Depuis 2018, le revenu disponible des ménages a été soutenu à hauteur d’environ 17 milliards d’euros par les mesures socio-fiscales. Malgré le rééquilibrage important en faveur des classes moyennes intervenu en 2019 et poursuivi en 2020, le bilan redistributif reste en grande partie dominé par les effets de la réforme de la fiscalité du capital intervenue en 2018 puisqu’un quart du montant global des mesures est allé soutenir celui des 5 % de ménages les plus aisés. Si les ménages du centre de la distribution ont largement bénéficié de la mise en œuvre des mesures du budget 2019 et nous l’avons vu devraient être les grands gagnants du budget 2020, les 10 % de ménages les plus modestes ont été mis à contribution en 2018 et sont peu impactés par les budgets 2019 et 2020. Au total, plus des deux tiers des ménages appartenant aux 10 % les plus modestes affichent des pertes de revenu disponible du fait de l’entrée en vigueur de l’ensemble des mesures socio-fiscales sur le période 2018-2020.

Outre la place des ménages dans l’échelle des niveaux de vie, l’analyse des effets cumulés des mesures 2018-2020 fait apparaître un rôle prépondérant du statut d’activité des ménages. Sur les 17 milliards d’euros de revenu disponible distribués aux ménages depuis le début du quinquennat, plus de 12 milliards d’euros ont été versés aux personnes seules actives occupées ou aux couples comptant 2 actifs occupés. A contrario, les personnes seules au chômage et les retraités (en couple ou seul) ont été mis à contribution à hauteur de 1,6 milliard d’euros.

La politique budgétaire privilégie la croissance au détriment des ajustements budgétaires

La France verrait son effort structurel primaire se dégrader de 0,2 point de PIB en 2020, comme en 2019, mais le déficit public passerait à nouveau en-dessous des 3 % du PIB en 2020 (à 2,4 %), en raison de la fin du surcoût temporaire de la transformation du CICE et de la baisse des charges d’intérêts. C’est son plus bas niveau depuis vingt ans. La dette publique au sens de Maastricht resterait quasiment stable à 99,0 % du PIB (après 98,8 % attendu en 2019).
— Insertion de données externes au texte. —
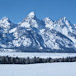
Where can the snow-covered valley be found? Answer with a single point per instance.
(48, 69)
(41, 55)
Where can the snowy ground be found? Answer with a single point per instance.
(42, 55)
(48, 69)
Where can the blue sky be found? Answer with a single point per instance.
(17, 10)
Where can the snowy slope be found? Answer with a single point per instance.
(33, 34)
(48, 69)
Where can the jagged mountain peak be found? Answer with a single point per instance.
(48, 22)
(31, 14)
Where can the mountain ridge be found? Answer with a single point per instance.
(33, 34)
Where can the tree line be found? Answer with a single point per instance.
(34, 60)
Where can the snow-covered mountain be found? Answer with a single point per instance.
(33, 34)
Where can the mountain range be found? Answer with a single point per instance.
(35, 35)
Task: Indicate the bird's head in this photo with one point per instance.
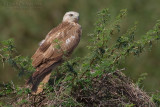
(71, 16)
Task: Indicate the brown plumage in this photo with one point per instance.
(67, 36)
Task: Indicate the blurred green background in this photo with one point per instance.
(28, 22)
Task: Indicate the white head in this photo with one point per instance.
(71, 16)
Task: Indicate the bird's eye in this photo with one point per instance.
(70, 14)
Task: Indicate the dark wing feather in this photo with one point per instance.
(47, 54)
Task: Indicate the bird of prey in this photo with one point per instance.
(59, 42)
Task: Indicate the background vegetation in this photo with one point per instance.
(29, 21)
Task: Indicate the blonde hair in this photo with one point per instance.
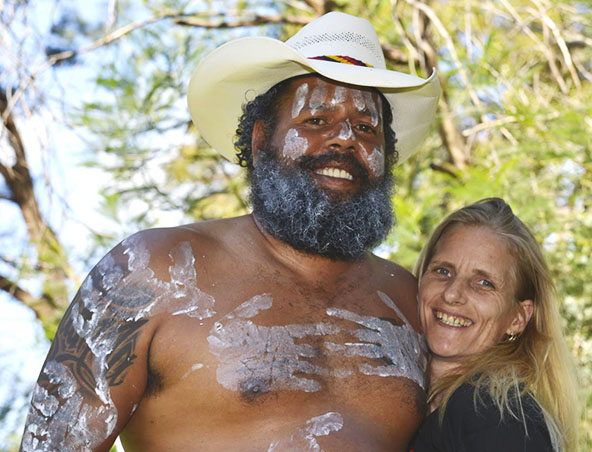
(538, 361)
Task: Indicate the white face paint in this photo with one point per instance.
(359, 100)
(257, 359)
(400, 346)
(304, 439)
(372, 107)
(339, 95)
(376, 162)
(346, 132)
(317, 98)
(299, 99)
(108, 301)
(295, 146)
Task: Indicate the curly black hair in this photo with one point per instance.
(264, 107)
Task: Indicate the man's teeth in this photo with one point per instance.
(452, 320)
(334, 172)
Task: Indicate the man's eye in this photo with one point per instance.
(365, 128)
(442, 271)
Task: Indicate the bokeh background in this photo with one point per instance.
(96, 141)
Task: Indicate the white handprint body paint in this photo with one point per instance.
(400, 346)
(295, 146)
(110, 300)
(257, 359)
(299, 99)
(304, 439)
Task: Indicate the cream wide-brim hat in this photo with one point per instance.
(240, 70)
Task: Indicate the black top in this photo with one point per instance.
(465, 429)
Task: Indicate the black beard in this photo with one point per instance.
(292, 208)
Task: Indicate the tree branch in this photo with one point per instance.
(236, 23)
(44, 306)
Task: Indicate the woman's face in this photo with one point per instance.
(466, 294)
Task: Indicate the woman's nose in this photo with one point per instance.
(453, 293)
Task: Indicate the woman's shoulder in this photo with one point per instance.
(472, 421)
(483, 424)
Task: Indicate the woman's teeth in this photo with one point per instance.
(334, 172)
(452, 320)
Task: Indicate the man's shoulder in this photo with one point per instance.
(212, 232)
(399, 284)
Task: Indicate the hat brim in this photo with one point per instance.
(240, 70)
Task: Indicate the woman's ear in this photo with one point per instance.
(258, 140)
(523, 315)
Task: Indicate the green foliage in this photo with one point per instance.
(516, 77)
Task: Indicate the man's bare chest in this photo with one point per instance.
(276, 341)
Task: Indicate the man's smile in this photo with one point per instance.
(334, 172)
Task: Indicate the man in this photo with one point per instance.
(276, 331)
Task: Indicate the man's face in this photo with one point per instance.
(336, 128)
(319, 181)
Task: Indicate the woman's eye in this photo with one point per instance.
(484, 282)
(442, 271)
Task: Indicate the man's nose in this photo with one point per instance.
(342, 136)
(453, 292)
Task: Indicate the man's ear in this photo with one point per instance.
(258, 140)
(523, 315)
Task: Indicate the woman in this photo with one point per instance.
(501, 377)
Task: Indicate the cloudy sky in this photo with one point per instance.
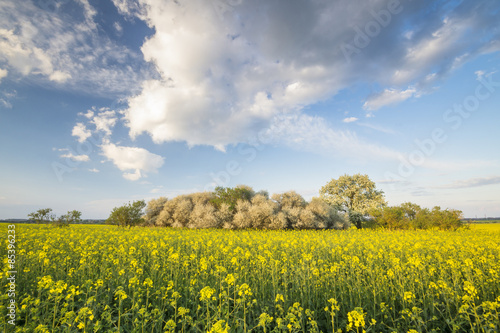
(107, 101)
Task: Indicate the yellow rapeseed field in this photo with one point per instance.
(109, 279)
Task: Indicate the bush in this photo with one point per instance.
(412, 216)
(127, 215)
(153, 210)
(219, 209)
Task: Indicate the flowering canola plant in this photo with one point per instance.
(107, 279)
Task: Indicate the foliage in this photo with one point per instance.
(213, 210)
(71, 217)
(355, 195)
(127, 215)
(153, 209)
(181, 280)
(43, 215)
(411, 216)
(230, 196)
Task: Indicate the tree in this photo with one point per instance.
(154, 209)
(42, 215)
(230, 196)
(353, 195)
(70, 217)
(127, 215)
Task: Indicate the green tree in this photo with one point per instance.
(127, 215)
(353, 195)
(43, 215)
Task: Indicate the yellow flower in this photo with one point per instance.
(206, 293)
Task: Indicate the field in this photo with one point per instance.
(110, 279)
La politique budgétaire aurait un impact modéré mais positif sur la croissance du PIB en 2020 (+0,1 point de PIB), tirée principalement par l’effet de la baisse des prélèvements obligatoires directs sur les ménages et l’impact positif lié à la baisse de la fiscalité sur les entreprises et la montée en charge des effets de la réforme de la fiscalité du capital. À l’inverse les économies structurelles en dépenses pèseraient sur l’évolution du PIB. En cumulant les années 2018 à 2020, les mesures socio-fiscales mises en place depuis le début du quinquennat ont contribué à accroître le PIB de 0,2 point, avec des effets positifs très concentrés sur 2019 (impact sur la croissance de -0,3 point de PIB en 2018, +0,5 point en 2019 et +0,1 point en 2020). 


1. Cet article est une synthèse de B. Ducoudré, P. Madec, M. Plane et R.Sampognaro, 2020, « Du pouvoir d’achat au travail », Policy brief de l’OFCE,n° 64, février.


2. Le niveau est égal au revenu disponible du ménage divisé par le nombre d’unités de consommation (UC). Les unités de consommation sont calculées selon l’échelle d’équivalence dite de l’OCDE modifiée qui attribue 1 UC au premier adulte du ménage, puis 0,5 UC aux autres personnes de 14 ans ou plus et 0,3 UC aux enfants de moins de 14 ans.